# Improving Deep Neural Networks

## Train, Dev and Test Sets

Finding the best solution for a machine learning task involves several rounds of iterations of various hyperparameters (as well as the usually iterative parameter optimization).

To achieve this usually split the data available into train, dev and test sets. This is so that parameters, hyperparameters and expected performance metrics can be estimated in a fair and unbiased way. 

The traditional splits have been 70% training, 30% dev split. (In the past it wasn't common to have test split and the unbiased estimator of performance wasn't well known as good practice.)

Now with big data, depending on the application we might only need 10,000 examples each in dev and test sets.
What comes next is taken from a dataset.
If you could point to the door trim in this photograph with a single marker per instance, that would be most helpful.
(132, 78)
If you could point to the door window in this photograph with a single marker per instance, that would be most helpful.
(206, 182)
Therefore these days it is common to see splits such as:

train: 99%
dev: 0.5%
test: 0.5%

Depending on the application, as long as the dev and test set have a minimum number of examples for hyperparameter seach and an fair estimate of generalization performance, it is possible to push down the proportion of data splits for each.

Usually, 0.5% for each of dev and test is seen as acceptable for big data problems.

## Bias vs Variance

For two dimensional features we can get a good understanding of bias and variance. High bias measures underfitting while high variance measures overfitting.

Once we go beyond 3 dimensions it's difficult to get a sense of bias and variance using diagrams.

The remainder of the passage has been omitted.